A man serving a life sentence in state prison for a 2008 Tulsa shooting death will receive a new trial in federal court as a result of the U.S. Supreme Court decision in McGirt vs. Oklahoma issued last summer.
Jimmy Glenn Hendrix, 41, faces a first-degree murder charge in Tulsa federal court in connection with the shooting death of Jerrod Young, 26.
A Tulsa County District Court jury in 2008 found Hendrix guilty in the first-degree murder of Young outside an apartment near 41st Street and 129th East Avenue, in what prosecutors at the time called a drug-related crime.
A judge sentenced Hendrix to a life prison term for the murder conviction and a 30-year prison term for possessing a handgun as a felon.

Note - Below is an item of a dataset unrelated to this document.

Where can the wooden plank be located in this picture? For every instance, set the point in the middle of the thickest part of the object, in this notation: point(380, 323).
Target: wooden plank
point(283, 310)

Federal law enforcement officials in Oklahoma have been filing hundreds of cases otherwise handled in state court since a July 2020 U.S. Supreme Court decision ruled that Oklahoma didn’t have jurisdiction to try cases when the crime involved an American Indian and it occurred within the boundaries of the Muscogee (Creek) Nation reservation, which includes much of Tulsa County.
Since the McGirt ruling was issued, an Oklahoma appellate court has issued rulings expanding the measure to include the Cherokee, Chickasaw, Choctaw and Seminole nations’ Oklahoma tribal reservations.
In the federal case filed Monday involving Hendrix, he is a Cherokee Nation tribal member and the murder occurred within the Muscogee (Creek) Nation reservation boundaries, according to court records.
An affidavit submitted in support of an arrest warrant for Hendrix indicates that Young was found March 11, 2008, on the ground at the Brandywine Apartment complex, located in the 4000 block of South 130th East Avenue.
Witnesses reported that Hendrix was one of four people talking to Young shortly before he was shot.
Hendrix was later seen standing over Young, pointing a black semi-automatic handgun at the victim before threatening others not to tell anyone about the shooting.
The arrest warrant was issued after Tulsa County District Judge Tracy Priddy on Thursday vacated Hendrix’s state murder conviction and life sentence, citing the McGirt ruling, according to court records.